Ordering Retrieved Chunks
Strategically position your documents within the prompt to maximize the LLM's attention and accuracy.
Ordering Retrieved Chunks
Where you place a document in your prompt matters. Research into LLM attention mechanisms shows that models value information at the beginning and end of a prompt more than information in the middle.
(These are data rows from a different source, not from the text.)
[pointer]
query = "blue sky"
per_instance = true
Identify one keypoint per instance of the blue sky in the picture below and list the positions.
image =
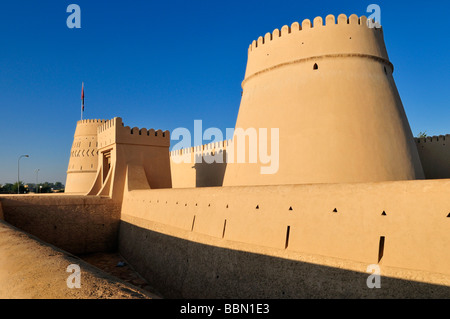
(164, 64)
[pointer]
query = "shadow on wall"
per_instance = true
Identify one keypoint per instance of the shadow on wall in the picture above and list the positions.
(209, 172)
(180, 268)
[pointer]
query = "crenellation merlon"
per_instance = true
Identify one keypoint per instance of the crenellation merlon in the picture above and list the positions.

The "Best at Bottom" Strategy
For most models (especially Claude and GPT-4), placing the highest-ranked (most relevant) document closest to the user's question—at the very bottom of the context—leads to better "Grounding."
Example Prompt Structure:
- System Instructions
- Document 3 (Moderately Relevant)
- Document 2 (Highly Relevant)
- Document 1 (Most Relevant)
- User Question
XML-Based Separation (Claude)
Claude is trained on structured data. Using XML tags to order your documents helps it distinguish between them.
<documents>
<doc id="1"> Most Relevant Content... </doc>
<doc id="2"> High Relevance Content... </doc>
</documents>
Handling Contradictions
What if Document A says "Revenue is $10M" and Document B says "Revenue is $12M"?
- If Document B is more recent, place it at the bottom (highest rank).
- The LLM will generally prefer the information it saw most recently (Recency Bias).
Sorting by Metadata vs. Semantic Rank
- Chronological Order: Good for news or financial feeds.
- Semantic Order: Good for technical manuals or Q&A.
- Source Authority: Place expert docs (e.g., official manuals) lower in the prompt than community posts.
Exercises
- Experiment: Place the "Answer" in the middle of 10 irrelevant documents. Does the model find it?
- Move the "Answer" to the very end of the list. Does accuracy improve?
- How would you programmatically sort chunks by
publish_datebefore building the prompt strings?